Sabine Friedrichson & Hans Christian Andersen:
Das Leben ist das schönste Märchen, denn darin kommen wir selber vor.

Weinheim: Beltz 2005.

ISBN 3-407-79343-x.
48 Seiten.
19,90  €.

Für alle, die sich für Märchen interessieren.

 

 

Ein Bilderbuch, in dem das Leben des Märchenerzählers selbst erzählt wird. Wunderschöne Bilder und ein kleiner Einblick in ein Leben machen das Buch nicht nur für das Andersen-Jahr 2005 lesenswert.

Ein Leben voller Neugier

Wir erfahren viel über Andersens Leben. Chronologisch folgt auf seine Kindheit in großer Armut aber mit viel Liebe sein Auszug „in die weite Welt“. Die beginnt zwar erst in Kopenhagen und endet dort in der Nähe für fünf Jahre, in der er seine Schulbildung über einen Förderer nachholt. Aber dann, dann öffnet sich die weite Welt. Andersen bereist ganz Europa, eine Landkarte mit seinem Weg fordert unseren Respekt.
Sabine Friedrichson lässt (mit Unterstützung von Hans-Joachim Gelberg) Anderse selbst sein Leben (in Ausügen) erzählen. Sie nennt dazu 12 Quellen. Außerdem wird sie sich längere Zeit im Andersen-Haus in Odense bzw. in der Königlichen Bibliothek in Kopenhagen aufgehalten haben, da ihre realistischen Zeichnungen, Skizzen, Neukolorierungen dort ihre Vorbilder fanden.

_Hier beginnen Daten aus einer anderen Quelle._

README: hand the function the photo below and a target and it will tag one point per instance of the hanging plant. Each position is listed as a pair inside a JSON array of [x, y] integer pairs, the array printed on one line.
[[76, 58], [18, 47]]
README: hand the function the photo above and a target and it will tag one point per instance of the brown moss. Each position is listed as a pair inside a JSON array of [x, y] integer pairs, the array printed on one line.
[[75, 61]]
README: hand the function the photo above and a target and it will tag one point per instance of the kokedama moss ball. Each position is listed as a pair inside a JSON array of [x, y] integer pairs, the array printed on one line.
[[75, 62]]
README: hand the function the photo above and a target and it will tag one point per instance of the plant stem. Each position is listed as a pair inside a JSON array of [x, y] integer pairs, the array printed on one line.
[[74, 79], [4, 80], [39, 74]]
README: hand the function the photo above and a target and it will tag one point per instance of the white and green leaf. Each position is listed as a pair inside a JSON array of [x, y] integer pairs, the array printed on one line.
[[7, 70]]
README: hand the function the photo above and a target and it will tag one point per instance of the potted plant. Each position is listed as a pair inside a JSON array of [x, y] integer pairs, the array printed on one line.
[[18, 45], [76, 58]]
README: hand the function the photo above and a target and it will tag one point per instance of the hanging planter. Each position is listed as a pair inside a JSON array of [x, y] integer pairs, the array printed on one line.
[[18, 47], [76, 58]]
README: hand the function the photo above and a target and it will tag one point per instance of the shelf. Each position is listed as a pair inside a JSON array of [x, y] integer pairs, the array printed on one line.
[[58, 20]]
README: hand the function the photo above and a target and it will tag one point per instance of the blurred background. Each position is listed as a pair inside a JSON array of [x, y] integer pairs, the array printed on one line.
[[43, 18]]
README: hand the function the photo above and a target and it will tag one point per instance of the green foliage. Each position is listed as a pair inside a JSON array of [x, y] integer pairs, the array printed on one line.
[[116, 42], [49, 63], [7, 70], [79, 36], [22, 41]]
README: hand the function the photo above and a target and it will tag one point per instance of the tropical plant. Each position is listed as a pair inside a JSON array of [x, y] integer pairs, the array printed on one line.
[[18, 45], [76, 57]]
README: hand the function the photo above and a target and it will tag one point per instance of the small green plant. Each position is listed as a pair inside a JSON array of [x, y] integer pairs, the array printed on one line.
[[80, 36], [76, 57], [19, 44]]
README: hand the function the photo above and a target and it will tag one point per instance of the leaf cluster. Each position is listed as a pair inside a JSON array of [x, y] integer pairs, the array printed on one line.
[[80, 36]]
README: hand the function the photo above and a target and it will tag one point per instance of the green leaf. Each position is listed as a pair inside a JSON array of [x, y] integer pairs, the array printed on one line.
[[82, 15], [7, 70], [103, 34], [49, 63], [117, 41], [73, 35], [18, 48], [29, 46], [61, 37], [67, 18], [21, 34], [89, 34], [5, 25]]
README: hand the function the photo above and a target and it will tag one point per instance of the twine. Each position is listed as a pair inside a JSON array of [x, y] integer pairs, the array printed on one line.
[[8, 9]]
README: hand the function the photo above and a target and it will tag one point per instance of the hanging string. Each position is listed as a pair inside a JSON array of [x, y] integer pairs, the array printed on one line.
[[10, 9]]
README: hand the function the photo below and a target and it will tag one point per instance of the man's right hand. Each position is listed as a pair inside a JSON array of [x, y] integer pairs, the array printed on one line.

Die für ein Bilderbuch sehr ausgiebigen Texte sind je stark untergliedert, geben oft Erklärungen zu den kleinen wie den ganzseitigen Illustrationen.
Wir erfahren, dass Andersen so viel mehr als Märchenerzähler war (obwohl seine heutige Berühmtheit genau darauf basiert): Briefeschreiber, Reiseberichter, Skizzenmaler („Fotos“ in der Vor-Foto-Zeit) – und besonders als Scherenschnitt-Hersteller. Wenn man große und ungelenke Schere sieht, hält man die Ergebnisse kaum für glaubwürdig.

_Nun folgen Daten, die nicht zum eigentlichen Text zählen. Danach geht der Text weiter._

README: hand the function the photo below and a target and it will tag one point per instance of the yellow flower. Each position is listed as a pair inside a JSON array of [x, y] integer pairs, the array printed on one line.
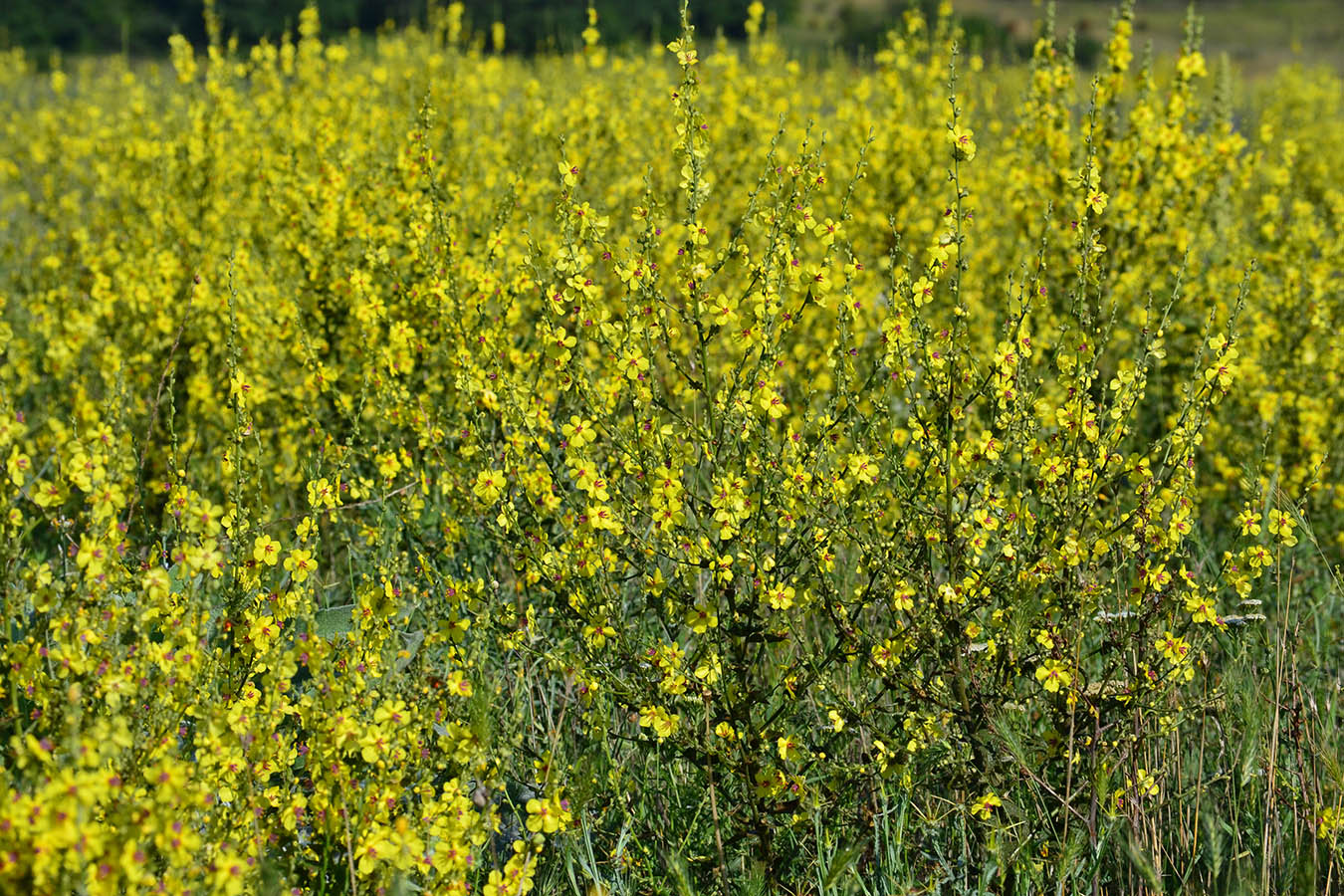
[[266, 550]]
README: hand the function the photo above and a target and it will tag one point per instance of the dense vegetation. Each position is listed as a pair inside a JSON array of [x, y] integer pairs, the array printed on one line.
[[669, 472]]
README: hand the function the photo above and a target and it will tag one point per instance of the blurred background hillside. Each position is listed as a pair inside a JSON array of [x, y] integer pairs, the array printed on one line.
[[1256, 34]]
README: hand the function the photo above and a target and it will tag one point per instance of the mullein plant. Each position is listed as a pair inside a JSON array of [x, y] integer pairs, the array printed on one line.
[[414, 453]]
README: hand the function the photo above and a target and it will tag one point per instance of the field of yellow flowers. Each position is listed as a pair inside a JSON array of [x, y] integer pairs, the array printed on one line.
[[669, 470]]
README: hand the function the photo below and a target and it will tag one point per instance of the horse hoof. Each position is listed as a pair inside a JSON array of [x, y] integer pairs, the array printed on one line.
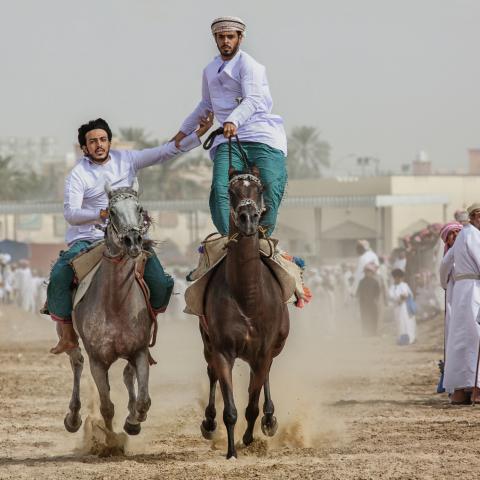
[[132, 428], [208, 434], [269, 429], [72, 428]]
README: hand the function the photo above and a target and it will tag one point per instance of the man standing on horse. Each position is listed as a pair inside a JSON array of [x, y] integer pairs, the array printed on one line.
[[85, 202], [235, 89]]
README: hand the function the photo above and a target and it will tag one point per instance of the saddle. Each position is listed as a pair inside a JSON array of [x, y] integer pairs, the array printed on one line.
[[214, 251]]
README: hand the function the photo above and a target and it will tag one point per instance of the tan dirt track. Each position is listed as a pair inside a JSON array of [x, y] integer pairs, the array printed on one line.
[[348, 408]]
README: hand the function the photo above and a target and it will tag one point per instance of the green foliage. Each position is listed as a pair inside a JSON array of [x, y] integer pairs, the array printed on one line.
[[307, 153]]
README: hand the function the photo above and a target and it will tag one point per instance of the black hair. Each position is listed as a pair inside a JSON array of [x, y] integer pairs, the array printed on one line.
[[93, 125], [398, 273]]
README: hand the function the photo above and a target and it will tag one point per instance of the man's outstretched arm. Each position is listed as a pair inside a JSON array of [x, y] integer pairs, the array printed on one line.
[[153, 156]]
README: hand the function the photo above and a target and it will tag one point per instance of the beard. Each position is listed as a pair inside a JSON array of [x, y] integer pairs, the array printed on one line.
[[99, 157], [227, 52]]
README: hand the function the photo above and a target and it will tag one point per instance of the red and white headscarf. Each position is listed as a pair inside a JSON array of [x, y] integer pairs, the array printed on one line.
[[445, 231]]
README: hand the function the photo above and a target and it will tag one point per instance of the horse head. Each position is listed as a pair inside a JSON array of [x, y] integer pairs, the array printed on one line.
[[128, 222], [246, 201]]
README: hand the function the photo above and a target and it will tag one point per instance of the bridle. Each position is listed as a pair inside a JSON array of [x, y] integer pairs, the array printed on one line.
[[123, 230], [247, 177]]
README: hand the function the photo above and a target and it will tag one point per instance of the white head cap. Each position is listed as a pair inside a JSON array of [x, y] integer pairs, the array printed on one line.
[[228, 24]]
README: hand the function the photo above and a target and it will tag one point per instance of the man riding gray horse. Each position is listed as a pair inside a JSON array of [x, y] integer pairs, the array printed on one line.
[[235, 89], [85, 202]]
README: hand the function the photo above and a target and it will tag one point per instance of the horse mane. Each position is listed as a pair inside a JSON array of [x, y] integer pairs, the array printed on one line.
[[123, 190]]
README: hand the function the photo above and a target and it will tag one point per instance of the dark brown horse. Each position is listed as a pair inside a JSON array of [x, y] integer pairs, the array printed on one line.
[[245, 316]]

Besonders die ganzseitigen Bilder gestaltet Friedrichson in fast extremen Ausschnitten, damit wir auch die Feinheiten erkennen: den Kaffeesatz und die Spielkarten, die räumliche Enge des Heimathauses, das Gänseblümchen in der Hand auf dem Rücken in Versailles, das Bildnis der Jenny Lind.

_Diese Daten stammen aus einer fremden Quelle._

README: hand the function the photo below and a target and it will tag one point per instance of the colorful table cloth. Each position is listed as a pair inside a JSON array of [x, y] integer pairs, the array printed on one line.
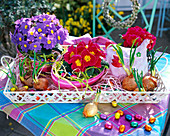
[[67, 119]]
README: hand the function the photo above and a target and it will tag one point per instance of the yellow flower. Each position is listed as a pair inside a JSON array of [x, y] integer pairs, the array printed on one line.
[[75, 30], [98, 6], [99, 26], [89, 3], [91, 6], [70, 19], [82, 13], [75, 17], [120, 12], [68, 28], [85, 30], [81, 20], [100, 18], [61, 22], [69, 15], [97, 11], [88, 28], [67, 22]]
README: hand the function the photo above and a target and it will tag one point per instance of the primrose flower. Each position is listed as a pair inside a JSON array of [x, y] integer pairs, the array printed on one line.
[[42, 31], [87, 58], [24, 27], [49, 43], [137, 32], [35, 46], [116, 62], [39, 28], [71, 51], [25, 46], [76, 61], [19, 37]]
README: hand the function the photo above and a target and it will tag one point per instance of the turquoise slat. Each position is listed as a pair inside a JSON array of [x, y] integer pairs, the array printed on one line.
[[148, 25]]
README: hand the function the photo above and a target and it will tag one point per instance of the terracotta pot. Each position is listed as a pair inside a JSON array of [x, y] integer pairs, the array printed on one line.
[[65, 85]]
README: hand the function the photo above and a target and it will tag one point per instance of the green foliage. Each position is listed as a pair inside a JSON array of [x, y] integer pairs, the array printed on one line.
[[12, 10]]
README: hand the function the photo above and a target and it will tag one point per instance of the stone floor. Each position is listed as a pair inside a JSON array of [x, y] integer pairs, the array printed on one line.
[[9, 127]]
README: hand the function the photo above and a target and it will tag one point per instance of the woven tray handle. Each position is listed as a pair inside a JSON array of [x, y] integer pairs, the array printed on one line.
[[166, 64], [9, 59]]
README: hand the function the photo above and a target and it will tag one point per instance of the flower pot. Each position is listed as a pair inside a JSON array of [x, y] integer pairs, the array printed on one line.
[[65, 85]]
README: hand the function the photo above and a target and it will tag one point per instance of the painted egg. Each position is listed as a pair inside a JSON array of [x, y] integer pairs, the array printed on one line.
[[134, 124], [108, 125], [122, 128], [26, 87], [138, 117], [63, 74], [117, 115], [74, 76], [148, 128], [121, 112], [152, 120], [103, 116], [13, 89], [128, 117], [70, 73], [114, 103]]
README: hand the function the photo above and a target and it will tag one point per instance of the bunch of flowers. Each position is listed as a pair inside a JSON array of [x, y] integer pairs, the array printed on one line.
[[83, 56], [139, 34], [38, 33]]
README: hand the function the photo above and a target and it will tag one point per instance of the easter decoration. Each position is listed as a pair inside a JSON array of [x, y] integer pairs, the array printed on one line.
[[42, 34], [136, 77], [81, 66], [91, 109]]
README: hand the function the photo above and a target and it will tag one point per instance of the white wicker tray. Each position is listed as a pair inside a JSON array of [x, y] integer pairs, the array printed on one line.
[[108, 93]]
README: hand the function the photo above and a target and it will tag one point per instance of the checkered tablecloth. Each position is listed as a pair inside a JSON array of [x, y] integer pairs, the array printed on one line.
[[67, 119]]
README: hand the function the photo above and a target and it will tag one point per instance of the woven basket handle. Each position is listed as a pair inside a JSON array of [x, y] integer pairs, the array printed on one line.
[[166, 64], [4, 63]]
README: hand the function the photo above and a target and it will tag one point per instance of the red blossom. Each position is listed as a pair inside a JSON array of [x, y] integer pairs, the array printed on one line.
[[87, 58], [71, 51], [76, 61], [115, 61], [137, 32]]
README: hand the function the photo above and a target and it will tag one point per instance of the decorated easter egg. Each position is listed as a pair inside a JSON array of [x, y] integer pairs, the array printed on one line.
[[138, 117], [148, 128], [128, 117], [114, 104], [152, 120], [121, 112], [108, 125], [134, 124], [117, 115], [103, 116], [122, 128]]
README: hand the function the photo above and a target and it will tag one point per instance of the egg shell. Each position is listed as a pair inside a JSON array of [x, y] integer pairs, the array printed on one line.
[[122, 128]]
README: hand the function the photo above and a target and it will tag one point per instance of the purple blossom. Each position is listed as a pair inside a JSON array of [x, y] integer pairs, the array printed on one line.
[[13, 38], [50, 43], [40, 28], [43, 17], [31, 34], [37, 32], [25, 46], [35, 46], [19, 38], [40, 38], [24, 27], [61, 35]]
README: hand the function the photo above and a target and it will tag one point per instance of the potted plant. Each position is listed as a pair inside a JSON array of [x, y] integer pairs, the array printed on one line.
[[42, 34], [81, 65]]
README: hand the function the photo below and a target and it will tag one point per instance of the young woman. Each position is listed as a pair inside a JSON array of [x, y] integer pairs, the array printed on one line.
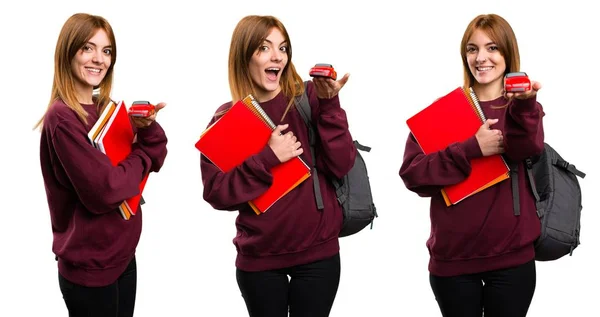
[[482, 254], [293, 238], [94, 245]]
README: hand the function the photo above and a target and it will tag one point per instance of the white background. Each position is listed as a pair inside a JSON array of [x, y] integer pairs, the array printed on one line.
[[400, 58]]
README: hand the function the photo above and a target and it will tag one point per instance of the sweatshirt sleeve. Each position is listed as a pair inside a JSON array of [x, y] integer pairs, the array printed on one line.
[[335, 150], [100, 186], [227, 191], [426, 175], [524, 131], [153, 141]]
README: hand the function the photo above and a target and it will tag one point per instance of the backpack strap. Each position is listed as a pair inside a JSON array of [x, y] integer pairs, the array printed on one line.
[[568, 167], [305, 112], [529, 167], [514, 182]]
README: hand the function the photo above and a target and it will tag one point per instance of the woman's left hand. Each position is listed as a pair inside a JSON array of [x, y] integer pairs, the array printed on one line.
[[147, 121], [328, 88], [535, 86]]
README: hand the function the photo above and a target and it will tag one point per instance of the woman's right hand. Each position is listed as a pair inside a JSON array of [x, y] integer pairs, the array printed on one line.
[[285, 146], [490, 140]]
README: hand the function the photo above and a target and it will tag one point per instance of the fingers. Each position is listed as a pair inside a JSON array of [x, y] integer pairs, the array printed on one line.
[[344, 80], [280, 128], [490, 122], [159, 106]]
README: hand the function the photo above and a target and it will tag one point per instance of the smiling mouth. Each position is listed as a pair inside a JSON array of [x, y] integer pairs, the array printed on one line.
[[93, 70], [483, 69]]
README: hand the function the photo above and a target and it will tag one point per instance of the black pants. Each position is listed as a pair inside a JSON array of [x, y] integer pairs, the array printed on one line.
[[114, 300], [310, 290], [500, 293]]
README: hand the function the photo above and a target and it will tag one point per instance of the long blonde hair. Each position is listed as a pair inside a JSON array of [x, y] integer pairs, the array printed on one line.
[[501, 33], [250, 32], [75, 33]]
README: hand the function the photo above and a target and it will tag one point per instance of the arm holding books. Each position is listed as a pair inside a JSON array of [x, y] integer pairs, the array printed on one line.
[[152, 138], [524, 130], [227, 191], [335, 150], [100, 186], [426, 175]]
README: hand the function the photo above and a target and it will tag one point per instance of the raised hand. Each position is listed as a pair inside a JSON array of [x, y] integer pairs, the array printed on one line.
[[328, 88], [490, 140], [140, 122], [535, 86], [284, 145]]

Obwohl wir schon 48 Seiten vor uns haben und viele Aspekte angesprochen werden, so bleiben dennoch viele Fragen übrig: Was war das für eine Liebe mit Jenny Lind? Woher kam das Geld für die vielen Reisen? Warum wurde er so berühmt, dass er das beliebteste Objekt der Daguerre-Typographien werden konnte?

Ein Leben ist eben nicht in 48 Seiten abschließend abhandelbar. Und seine Märchen sprechen für ihn – obwohl die Inhalte heutzutage für Kinder nicht immer leicht vermittelbar sind.